For each item on perception of the FoPLs, participants provided a rating between 1 (corresponding to the statement “I strongly disagree”) and 9 (corresponding to the statement “I strongly agree). The mean and standard deviation of scores were calculated for each item and by FoPL type. A principal component analyses was performed to assess the contribution of the different perception items to the overall perception of FoPLs. The items “This label is confusing”, “I like this label”, “This label does not stand out”, “This label is easy to understand”, “This label takes too long to understand”, “This label provides me the information I need” and “I trust this label” were used as active variables in the analyses, and the label type as an illustrative qualitative variable. Dimensions, corresponding to a linear combination of active variables, have an eigenvalue reflecting the total variance explained by the dimension. The number of retained dimensions was chosen to obtain a cumulative percentage of acceptable variance. In the present analyses, only the two first dimensions were chosen, simplifying the presentation of results. The contribution and coordinates of each active variable on the two axes were obtained and the label variable was mapped on the axes as an illustrative variable. Test values were provided for the label variable, allowing testing the significance of the deviation from the origin of the qualitative variable. This difference can be considered significant at 95% level if the test value is greater than or equal to 2 in absolute value [39]. Due to the combination of positive and negative framing of the perception questions, participants who provided the same answers to all perception questions were excluded from the analyses, except those consistently giving a score of 5, which indicates a neutral perception.

All analyses in the present study were conducted on the SAS statistical software; statistical tests were two-sided and a p-value ≤ 0.05 was considered statistically significant.

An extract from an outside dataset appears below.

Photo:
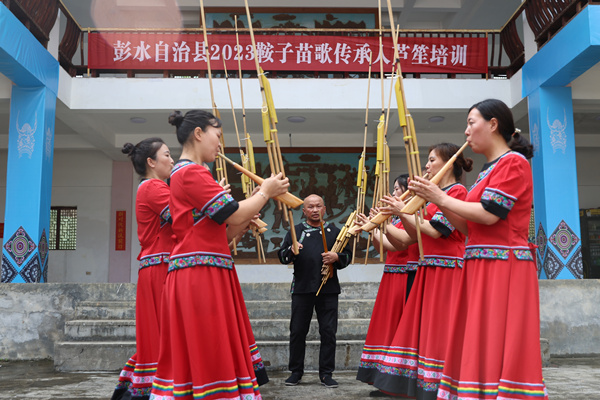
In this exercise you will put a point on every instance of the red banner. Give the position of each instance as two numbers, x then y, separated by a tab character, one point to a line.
148	51
121	231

Description of individual characteristics

Sociodemographic, lifestyle and nutrition-related characteristics of the study population are presented in Table 1. The sample included 1,088 Swiss participants, of whom 49% were women, 35% were individuals over 51 years, 36% had a primary or secondary education level, and 32% reported a low household monthly income. In the sample, 66% declared being responsible for grocery shopping, 20% reported a very or mostly unhealthy diet quality, and 28% had no or little knowledge about nutrition. A total of 29% of participants declared that they did not recall having seen the label during the survey, with the highest percentage evident among those assigned to the Health Star Rating System group.

Table 1. Individual characteristics of the study sample (N = 1,088).

Food choices

Most of the participants did not change their food choices between the two labelling situations (between 58.1% and 71.0% depending on the label and the food category) or did not select any product in one or both of the labelling conditions (between 20.7% and 35.3%, depending on the label type and the food category). The percentages of participants who improved or deteriorated in their choices between the FoPL and no label conditions are shown in Fig 3. For all three food categories and all five FoPLs, the percentage of participants who improved their food choices between the two labelling conditions was higher than those whose choices deteriorated, however results varied depending on the label. The Nutri-Score demonstrated the greatest improvement (between 7.3% and 10.6% depending on the food category), while the RIs (3.7% - 4.6%) and the Warning symbol (5.1% - 6.0%) showed the smallest improvement.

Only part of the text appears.